River floodplains provide valuable physical and ecosystem functions—such as flood attenuation, groundwater recharge, nutrient and sediment flux, and critical habitat—that benefit human populations and many terrestrial and aquatic species. Floodplains are also some of the most desirable, modified, and impacted habitats by humans globally.

Construction of flow control structures (such as dams and levees) as well as agricultural, industrial, and urban development have simplified river networks and disrupted connections between rivers and their floodplains. Losses of floodplain habitats have been identified as one of the major factors for the listing of many salmonids and other fish as threatened and endangered under the U.S. Endangered Species Act.

A example of a topographic survey output showing water depth distribution at bankfull flow before and after floodplain restoration for Catherine Creek, Oregon. Topographic data courtesy of Bonneville Power Administration and Confederated Tribes of the Umatilla Indian Reservation.
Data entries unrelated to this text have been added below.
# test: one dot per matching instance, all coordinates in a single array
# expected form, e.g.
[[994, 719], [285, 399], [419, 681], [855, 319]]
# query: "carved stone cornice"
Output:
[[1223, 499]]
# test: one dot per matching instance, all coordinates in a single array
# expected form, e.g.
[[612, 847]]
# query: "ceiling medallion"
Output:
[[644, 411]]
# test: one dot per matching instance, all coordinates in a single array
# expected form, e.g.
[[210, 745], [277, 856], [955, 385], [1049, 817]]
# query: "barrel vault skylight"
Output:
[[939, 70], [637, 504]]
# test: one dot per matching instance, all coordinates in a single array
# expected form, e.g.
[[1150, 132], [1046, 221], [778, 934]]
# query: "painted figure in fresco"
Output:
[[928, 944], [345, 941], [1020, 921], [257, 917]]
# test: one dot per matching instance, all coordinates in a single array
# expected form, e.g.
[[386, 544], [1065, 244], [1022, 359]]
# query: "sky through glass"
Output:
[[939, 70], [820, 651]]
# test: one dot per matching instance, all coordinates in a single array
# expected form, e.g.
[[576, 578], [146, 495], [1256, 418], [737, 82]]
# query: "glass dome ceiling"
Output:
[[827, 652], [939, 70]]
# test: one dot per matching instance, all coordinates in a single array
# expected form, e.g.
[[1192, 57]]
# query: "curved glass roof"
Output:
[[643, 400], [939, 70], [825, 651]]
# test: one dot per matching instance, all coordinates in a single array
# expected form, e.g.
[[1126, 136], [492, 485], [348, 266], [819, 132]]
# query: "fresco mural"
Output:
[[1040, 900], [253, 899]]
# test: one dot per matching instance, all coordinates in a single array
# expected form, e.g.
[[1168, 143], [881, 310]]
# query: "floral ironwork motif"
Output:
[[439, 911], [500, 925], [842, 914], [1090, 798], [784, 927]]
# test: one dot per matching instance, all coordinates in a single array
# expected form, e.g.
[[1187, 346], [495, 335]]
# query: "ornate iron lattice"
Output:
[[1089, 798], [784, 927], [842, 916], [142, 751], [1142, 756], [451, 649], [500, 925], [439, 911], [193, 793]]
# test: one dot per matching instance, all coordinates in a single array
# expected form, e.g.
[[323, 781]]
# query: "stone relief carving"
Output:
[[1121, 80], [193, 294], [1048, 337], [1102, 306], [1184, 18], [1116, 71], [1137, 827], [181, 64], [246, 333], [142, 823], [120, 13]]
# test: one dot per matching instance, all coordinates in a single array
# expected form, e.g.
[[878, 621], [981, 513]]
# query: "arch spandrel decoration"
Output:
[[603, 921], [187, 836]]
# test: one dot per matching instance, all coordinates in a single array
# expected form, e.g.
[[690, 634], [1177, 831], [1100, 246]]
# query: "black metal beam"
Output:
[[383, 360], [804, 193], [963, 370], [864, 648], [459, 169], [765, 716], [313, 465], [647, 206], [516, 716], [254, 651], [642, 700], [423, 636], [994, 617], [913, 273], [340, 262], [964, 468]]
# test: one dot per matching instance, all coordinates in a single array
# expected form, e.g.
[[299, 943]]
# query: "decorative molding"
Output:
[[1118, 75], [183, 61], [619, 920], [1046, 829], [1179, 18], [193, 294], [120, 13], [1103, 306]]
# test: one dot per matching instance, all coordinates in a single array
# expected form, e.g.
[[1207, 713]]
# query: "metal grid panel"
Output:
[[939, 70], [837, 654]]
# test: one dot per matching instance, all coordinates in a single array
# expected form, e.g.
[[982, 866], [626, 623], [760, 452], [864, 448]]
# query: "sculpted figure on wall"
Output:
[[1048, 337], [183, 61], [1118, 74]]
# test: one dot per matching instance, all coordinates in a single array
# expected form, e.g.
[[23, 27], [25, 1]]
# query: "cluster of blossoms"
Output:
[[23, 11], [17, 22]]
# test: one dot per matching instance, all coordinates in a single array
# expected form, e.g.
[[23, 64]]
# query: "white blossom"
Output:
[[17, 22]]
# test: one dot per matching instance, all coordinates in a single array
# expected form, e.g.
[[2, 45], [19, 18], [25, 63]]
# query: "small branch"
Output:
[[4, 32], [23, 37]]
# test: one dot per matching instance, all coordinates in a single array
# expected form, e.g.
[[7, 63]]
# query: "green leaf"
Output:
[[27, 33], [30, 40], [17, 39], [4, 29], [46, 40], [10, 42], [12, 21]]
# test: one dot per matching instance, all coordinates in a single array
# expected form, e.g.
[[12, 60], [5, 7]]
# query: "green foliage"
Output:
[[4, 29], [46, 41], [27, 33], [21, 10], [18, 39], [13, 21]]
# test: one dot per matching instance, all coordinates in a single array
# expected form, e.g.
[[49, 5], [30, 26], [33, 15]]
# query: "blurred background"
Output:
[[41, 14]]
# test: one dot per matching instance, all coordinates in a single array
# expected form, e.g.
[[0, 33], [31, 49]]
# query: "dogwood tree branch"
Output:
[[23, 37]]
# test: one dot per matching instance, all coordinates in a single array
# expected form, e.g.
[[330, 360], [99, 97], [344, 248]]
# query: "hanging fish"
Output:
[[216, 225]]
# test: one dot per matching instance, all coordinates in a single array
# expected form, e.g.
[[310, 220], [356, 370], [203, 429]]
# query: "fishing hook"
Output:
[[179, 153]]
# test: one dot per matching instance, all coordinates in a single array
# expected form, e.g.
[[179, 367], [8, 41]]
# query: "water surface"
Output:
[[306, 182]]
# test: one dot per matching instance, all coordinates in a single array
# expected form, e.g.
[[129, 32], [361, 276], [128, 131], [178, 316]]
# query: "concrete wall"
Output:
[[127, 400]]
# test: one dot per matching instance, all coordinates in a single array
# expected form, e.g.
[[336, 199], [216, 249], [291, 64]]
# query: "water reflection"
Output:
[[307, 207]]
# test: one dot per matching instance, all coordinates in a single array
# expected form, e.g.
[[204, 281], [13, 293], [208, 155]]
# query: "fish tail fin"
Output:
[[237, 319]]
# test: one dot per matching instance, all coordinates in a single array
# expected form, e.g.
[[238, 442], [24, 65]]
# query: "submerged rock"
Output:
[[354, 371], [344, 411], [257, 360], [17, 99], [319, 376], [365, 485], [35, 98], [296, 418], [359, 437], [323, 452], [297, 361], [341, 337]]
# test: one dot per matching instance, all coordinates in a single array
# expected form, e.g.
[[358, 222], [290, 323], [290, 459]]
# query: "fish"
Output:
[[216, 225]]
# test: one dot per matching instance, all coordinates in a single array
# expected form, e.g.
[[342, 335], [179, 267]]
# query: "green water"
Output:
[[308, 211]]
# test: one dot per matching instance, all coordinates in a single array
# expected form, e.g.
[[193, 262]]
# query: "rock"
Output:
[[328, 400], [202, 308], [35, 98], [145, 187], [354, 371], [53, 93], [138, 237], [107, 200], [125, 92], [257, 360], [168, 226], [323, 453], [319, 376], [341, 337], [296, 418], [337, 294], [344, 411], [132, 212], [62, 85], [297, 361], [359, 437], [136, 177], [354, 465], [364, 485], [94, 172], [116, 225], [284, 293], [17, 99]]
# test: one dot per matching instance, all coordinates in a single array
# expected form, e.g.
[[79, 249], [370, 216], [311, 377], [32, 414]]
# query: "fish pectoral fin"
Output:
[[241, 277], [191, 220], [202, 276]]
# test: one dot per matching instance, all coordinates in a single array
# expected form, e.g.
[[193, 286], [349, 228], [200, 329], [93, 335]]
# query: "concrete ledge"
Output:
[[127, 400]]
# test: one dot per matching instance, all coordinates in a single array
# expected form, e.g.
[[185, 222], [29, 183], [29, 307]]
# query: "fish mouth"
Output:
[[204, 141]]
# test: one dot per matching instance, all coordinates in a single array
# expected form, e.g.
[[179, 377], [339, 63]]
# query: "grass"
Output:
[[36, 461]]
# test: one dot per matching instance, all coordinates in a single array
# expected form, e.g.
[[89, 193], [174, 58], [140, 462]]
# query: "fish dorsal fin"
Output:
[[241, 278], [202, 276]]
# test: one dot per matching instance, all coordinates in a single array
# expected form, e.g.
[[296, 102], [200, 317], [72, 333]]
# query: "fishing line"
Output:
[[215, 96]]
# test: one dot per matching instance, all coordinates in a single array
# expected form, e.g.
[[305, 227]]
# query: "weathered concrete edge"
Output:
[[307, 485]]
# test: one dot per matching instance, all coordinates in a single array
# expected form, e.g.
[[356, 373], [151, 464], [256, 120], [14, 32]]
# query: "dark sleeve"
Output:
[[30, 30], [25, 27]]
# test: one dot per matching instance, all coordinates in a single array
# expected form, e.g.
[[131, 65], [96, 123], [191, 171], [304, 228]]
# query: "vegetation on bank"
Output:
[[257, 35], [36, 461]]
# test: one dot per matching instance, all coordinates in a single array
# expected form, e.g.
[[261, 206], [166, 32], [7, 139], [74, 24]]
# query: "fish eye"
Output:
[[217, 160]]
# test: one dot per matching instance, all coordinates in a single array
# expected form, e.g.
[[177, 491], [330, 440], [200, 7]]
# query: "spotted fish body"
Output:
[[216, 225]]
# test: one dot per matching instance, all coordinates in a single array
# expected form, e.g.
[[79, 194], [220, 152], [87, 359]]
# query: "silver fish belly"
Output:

Large efforts are underway in North America, Europe, Australia, and elsewhere to restore floodplain habitats, not only to increase fish and aquatic biota but to restore ecological diversity.

As the scale, number, and complexity of floodplain restoration projects has increased (and associated investments in these projects), the need for rigorous monitoring and evaluation of effectiveness are needed to guide future floodplain restoration efforts. Moreover, technological advances in remote sensing, genetics, and fish marking have been evolving rapidly and there is need to update guidance on the best methods for monitoring physical and biological response to floodplain restoration.

In a new WIREs Water review, the authors synthesized published papers evaluating floodplain restoration effectiveness and new and evolving techniques for monitoring changes in floodplain habitat and biota to help guide future monitoring efforts.

Their review and synthesis indicated that many traditional approaches for monitoring are still appropriate for monitoring small floodplain restoration projects. However, advances in remote sensing in the last decade (e.g., Lidar, satellite imagery, drones with a broad range imagery capabilities) and new and evolving technologies are likely to be more cost-effective and efficient methods for monitoring large rivers and large floodplain restoration projects. There are also several methods, evolving techniques, and metrics that have been recently developed and applied to European rivers and floodplains that show great promise (e.g., dragonfly indices of integrity, morphological quality index), but additional research or testing are needed in other regions.

While the ideal methods for monitoring floodplain restoration projects will largely depend upon the specific monitoring questions and the project or projects being evaluated, it is likely that a combination of traditional field-based approaches coupled with remote sensing and new methods for measuring biota and physical habitat, will be the most informative and cost effective.